In Claires Welt gibt es zwei Arten von Menschen: solche, die wie sie sind und sich nur an die Ereignisse des vorangegangenen Tages erinnern können, und solche wie ihren Ehemann Mark, deren Gedächtnis zwei Tage zurückreicht. Claire hat nur eine Verbindung zu ihrer Vergangenheit: ihr Tagebuch. Was sie nicht rechtzeitig aufschreibt, geht für immer verloren. Eines Morgens steht die Polizei vor Claires Tür. Die Leiche einer Frau wurde im Fluss gefunden. Nach Aussage der Beamten war sie Marks Geliebte und er wird des Mordes verdächtigt. Sagt die Polizei die Wahrheit? Kann Claire ihrem Ehemann vertrauen? Und vor allem: Kann sie sich selbst vertrauen?

Meinung

Ich fand das Buch wirklich nicht schlecht, deshalb gibt es 8/10 Punkten. Leider finde ich das Cover des Buches nicht besonders schön oder aussagekräftig, aber „don’t judge a book by ist cover“, denn der Inhalt hat mir trotzdem sehr gut gefallen. Die Idee hinter dem Buch finde ich sehr interessant, denn was wäre, wenn es wirklich einmal so weit kommen würde warum auch immer? Ich finde es sagt bereits einiges über Claires Charakter aus, dass sie ihr erlebtes in einem Tagebuch festhält, um sich trotzdem irgendwie an mehr erinnern zu können, als es ihr eigentlich möglich ist.
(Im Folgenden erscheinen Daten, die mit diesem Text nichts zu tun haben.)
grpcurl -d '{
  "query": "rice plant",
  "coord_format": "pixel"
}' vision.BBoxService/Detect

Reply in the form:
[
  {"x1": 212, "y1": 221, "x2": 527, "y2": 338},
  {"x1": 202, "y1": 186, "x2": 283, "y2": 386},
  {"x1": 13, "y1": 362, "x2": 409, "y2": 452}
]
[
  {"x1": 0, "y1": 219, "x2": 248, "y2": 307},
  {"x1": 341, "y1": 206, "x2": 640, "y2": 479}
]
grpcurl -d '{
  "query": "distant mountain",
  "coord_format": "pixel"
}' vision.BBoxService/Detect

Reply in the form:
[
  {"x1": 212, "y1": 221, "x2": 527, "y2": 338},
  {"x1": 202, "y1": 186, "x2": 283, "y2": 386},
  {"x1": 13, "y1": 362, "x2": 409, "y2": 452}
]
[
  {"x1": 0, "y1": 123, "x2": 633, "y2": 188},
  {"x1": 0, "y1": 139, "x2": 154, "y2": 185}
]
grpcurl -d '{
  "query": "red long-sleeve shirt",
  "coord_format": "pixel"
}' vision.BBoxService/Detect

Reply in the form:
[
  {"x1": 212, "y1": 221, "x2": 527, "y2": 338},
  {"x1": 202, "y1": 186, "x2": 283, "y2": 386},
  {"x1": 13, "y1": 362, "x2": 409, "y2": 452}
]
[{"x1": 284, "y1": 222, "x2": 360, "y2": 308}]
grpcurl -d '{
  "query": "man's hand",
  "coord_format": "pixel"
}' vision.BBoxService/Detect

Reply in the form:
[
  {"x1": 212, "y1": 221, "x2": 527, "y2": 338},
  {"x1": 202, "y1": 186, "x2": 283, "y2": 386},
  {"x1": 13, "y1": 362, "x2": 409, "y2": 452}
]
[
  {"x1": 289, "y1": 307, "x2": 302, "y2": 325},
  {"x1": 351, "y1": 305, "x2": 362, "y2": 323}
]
Die ersten paar Seiten fand ich etwas schleppend, aber dann nimmt das Buch steil Fahrt auf und wird wirklich sehr spannend, wenn man in die verworrenen Handlungen und Geheimnisse hineingezogen wird. Die Beziehung und auch das mit der Zeit auftretende Misstrauen zwischen Claire und ihrem Mann war sehr schön ausgeführt. Ich fand allgemein, dass die Autorin einen angenehmen Schreibstil hat. Sie schreibt weder zu hektisch noch zu langsam und man kann sich sehr gut in die Gefühlswelt von Claire hineinversetzen. Ich persönlich bin kein riesiger Fan von Claire, aber ich kann nicht abstreiten, dass sie ein starker Charakter ist. Auch die anderen drei Hauptcharaktere sind toll ausgestaltet und ich fand es gut, dass die Geschichte aus der Sicht von allen vieren erzählt wird, da man dadurch einen sehr guten Überblick erhält und nicht nur eine Seite der Geschehnisse sieht. Toll fand ich auch wie die Charaktere trotz ihres Erinnerungsproblemes es schaffen den Fall zu lösen und der Fall selbst war auch sehr spannend. Durch die geteilte Erzählweise war das Buch nie langweilig. Ich kann es sehr weiterempfehlen wenn man mal einen etwas anderen Krimi/Thriller lesen möchte.